Second, the homo B domain is essential for autoproteolytic activation of furin, so that neither mutant can leave the ER. Surprisingly, the mutation of only one amino acid (Trp at amino acid 547) within this domain completely blocks the autocatalytic activation. To date, researchers have distinguished, for convenience sake, between the subtilisin-like catalytic and homo B domains, since the former but not the latter one is present in the prototypical proteases, bacterial subtilisins. However, our previous (Hatsuzawa et al., 1992; Creemers et al., 1993) and present studies using furin and the study of Gluschankof and Fuller(1994) using the yeast Kex2 protease have shown that the homo B domain is also essential for the autocatalytic activation process. Kex2-like proteases have more strict substrate specificity than subtilisins, making it tempting to speculate that an additional region is required for keeping the strict specificity. Although the three-dimensional structure of furin has been modeled on the basis of x-ray crystallographic data of subtilisin BPN` and thermitase, this model is restricted to the subtilisin-like domain (Van de Ven et al., 1990; Siezen et al., 1994). To understand the overall structure and thereby the molecular mechanisms that underlie the autocatalytic activation and substrate cleaving processes of Kex2 family proteases, it must therefore await x-ray crystallographic analysis of the proteases themselves.

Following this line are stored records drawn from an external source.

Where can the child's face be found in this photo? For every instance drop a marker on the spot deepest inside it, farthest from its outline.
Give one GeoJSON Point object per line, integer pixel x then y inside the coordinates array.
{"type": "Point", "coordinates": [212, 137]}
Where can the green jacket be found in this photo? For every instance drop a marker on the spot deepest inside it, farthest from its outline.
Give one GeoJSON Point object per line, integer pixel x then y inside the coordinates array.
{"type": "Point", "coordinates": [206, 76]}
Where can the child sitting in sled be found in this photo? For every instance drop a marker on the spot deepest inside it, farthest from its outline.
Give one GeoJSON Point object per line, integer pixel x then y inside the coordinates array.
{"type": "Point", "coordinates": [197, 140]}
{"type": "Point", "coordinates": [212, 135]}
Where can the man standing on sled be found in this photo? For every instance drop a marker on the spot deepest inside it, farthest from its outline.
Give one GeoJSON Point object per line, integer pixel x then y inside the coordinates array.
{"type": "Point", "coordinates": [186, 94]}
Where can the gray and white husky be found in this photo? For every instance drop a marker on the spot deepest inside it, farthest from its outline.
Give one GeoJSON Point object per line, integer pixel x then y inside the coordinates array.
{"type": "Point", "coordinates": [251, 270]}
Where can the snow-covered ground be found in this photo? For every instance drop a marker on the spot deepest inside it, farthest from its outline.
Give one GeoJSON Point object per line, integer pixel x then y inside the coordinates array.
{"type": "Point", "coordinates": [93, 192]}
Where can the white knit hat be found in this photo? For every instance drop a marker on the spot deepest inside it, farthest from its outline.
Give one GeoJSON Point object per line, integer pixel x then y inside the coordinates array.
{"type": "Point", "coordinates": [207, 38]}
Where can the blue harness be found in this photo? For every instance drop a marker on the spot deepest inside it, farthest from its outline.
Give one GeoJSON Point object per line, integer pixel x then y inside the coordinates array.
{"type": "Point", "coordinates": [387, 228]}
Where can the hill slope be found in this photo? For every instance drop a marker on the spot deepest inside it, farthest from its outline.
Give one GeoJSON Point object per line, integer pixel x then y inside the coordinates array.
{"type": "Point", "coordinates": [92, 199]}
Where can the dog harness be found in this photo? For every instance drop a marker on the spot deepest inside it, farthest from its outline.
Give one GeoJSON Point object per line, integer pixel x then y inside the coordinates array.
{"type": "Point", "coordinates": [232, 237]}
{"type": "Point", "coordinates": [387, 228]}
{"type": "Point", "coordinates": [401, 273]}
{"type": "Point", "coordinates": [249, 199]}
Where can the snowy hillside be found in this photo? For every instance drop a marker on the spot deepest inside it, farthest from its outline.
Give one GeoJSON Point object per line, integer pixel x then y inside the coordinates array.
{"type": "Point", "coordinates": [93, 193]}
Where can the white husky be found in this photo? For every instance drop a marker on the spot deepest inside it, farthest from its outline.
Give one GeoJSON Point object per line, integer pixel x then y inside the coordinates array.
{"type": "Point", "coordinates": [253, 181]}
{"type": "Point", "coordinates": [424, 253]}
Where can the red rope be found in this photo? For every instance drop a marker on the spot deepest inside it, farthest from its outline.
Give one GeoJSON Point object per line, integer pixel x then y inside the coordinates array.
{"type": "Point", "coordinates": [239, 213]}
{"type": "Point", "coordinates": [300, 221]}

Finally, the region downstream of amino acid 429, including a most portion of the homo B domain, and the Cys-rich, transmembrane, and cytoplasmic domains, is not implicated in the ER retention of profurin. Especially, this indicates that association of the furin molecule with membranes is not implicated in the precursor retention. Although the molecular mechanism that underlies the ER retention of profurin is currently unknown, the presence of an ER-resident protein that interacts with the pro- but not mature form of furin could account for the ER retention (Creemers et al., 1995). It is tempting to speculate that such a retention protein might be a molecular chaperone essential for correct folding of profurin. Identification of an ER protein(s) that interacts with the furin precursor will be required to understand the mechanism of the ER retention.